Il contributo è tratto da Storia della civiltà europea a cura di Umberto Eco, edizione in 75 ebook
Nel corso del quindicennio napoleonico l’Europa assiste a un processo di aggregazione territoriale e di ammodernamento amministrativo che in parte risponde alla nuova ispirazione dell’età rivoluzionaria e in parte al disegno personale di Napoleone. La confluenza di motivazioni assai diverse in questo processo ne determina il finale fallimento, ma anche la sopravvivenza degli aspetti più propriamente innovativi.

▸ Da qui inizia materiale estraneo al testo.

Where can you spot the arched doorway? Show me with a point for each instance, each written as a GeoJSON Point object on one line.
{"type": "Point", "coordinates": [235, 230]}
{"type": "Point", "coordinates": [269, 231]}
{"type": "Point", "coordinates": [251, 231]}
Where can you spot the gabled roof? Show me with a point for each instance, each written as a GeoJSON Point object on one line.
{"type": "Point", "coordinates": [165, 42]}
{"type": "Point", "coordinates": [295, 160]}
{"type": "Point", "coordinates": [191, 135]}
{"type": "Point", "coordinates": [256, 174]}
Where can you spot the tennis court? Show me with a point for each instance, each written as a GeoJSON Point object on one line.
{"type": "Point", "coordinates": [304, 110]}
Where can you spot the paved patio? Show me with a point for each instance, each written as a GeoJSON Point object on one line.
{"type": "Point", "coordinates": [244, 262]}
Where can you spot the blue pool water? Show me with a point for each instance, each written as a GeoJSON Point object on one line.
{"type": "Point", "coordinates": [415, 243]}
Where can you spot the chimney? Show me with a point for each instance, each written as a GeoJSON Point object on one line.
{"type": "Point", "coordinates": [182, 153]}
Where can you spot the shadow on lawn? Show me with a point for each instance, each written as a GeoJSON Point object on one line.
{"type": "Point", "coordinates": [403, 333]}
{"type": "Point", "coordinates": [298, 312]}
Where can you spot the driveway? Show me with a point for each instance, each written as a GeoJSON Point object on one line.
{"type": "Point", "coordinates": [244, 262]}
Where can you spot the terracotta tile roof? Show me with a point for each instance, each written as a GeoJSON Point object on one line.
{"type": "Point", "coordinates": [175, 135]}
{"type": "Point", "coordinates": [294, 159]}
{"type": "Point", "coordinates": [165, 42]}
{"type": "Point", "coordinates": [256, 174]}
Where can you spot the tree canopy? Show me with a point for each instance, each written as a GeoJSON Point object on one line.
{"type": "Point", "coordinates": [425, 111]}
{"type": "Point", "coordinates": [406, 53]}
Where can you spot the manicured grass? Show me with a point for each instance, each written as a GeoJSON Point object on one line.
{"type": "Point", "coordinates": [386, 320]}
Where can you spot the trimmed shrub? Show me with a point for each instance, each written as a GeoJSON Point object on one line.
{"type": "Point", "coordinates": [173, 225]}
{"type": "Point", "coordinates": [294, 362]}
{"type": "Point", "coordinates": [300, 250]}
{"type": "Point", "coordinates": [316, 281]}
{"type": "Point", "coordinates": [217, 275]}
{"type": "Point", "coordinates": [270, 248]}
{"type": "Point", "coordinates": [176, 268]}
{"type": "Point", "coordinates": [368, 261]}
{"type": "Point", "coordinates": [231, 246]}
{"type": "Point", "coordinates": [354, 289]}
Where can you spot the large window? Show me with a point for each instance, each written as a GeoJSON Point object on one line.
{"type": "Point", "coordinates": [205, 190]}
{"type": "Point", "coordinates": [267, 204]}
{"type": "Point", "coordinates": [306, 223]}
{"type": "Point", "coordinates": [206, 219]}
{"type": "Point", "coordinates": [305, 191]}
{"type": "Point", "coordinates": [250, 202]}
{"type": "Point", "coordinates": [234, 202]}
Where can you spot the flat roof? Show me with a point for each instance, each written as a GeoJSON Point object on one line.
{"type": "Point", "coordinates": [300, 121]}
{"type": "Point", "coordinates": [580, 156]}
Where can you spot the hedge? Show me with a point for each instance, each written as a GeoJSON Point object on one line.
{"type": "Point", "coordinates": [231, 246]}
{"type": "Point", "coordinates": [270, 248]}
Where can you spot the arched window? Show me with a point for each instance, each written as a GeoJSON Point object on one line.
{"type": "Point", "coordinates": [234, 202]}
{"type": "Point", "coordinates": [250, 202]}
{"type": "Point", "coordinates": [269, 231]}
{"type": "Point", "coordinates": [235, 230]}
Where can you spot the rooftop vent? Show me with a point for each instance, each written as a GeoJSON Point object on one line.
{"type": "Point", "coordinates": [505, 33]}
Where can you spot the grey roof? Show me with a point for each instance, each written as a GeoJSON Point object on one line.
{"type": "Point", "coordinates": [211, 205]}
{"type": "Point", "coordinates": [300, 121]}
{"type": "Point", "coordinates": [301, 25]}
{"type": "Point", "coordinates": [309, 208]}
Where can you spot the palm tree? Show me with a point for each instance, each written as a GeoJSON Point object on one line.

Già nel corso della prima campagna d’Italia è evidente come l’allargamento dell’orizzonte rivoluzionario oltre i confini della Francia e l’idea di affratellare i popoli europei nei nuovi ideali di libertà e di eguaglianza vada mescolandosi con un disegno espansionistico, erede in parte dell’antica politica francese e in parte delle nuove ambizioni di Napoleone. Già nelle complicate trame diplomatiche che portano – con il trattato di Campoformio (17 ottobre 1797) e gli accordi di Rastatt – al rimaneggiamento della carta politica dell’Italia e della Germania e, successivamente, nella campagna d’Egitto appare chiaro che è di nuovo in atto un confronto tra le grandi potenze europee che rimette ancora una volta in discussione gli equilibri continentali. L’Inghilterra, l’Austria e la Russia si presentano, quindi, come interlocutori e avversari di una Francia che, superata la crisi della Rivoluzione francese, si ripropone con quella vocazione egemonica a essa appartenuta per tutto il corso dell’età moderna e particolarmente durante il regno di Luigi XIV. Anzi, le forme assunte dallo sviluppo economico nel corso del XVIII secolo ampliano le prospettive del conflitto al di là dei confini europei e trasformano apertamente il contrasto tra Francia e Inghilterra (già rivelatosi con la guerra dei Sette anni) in una rivalità che ha per oggetto l’espansione coloniale e il controllo dei traffici extraeuropei. Questo è il senso della singolare impresa egiziana e questo, soprattutto, è il significato del disegno imperiale che Napoleone impone alla Francia e all’Europa all’indomani del fallimento dell’assai precaria pace conclusa ad Amiens con la Gran Bretagna nel 1802.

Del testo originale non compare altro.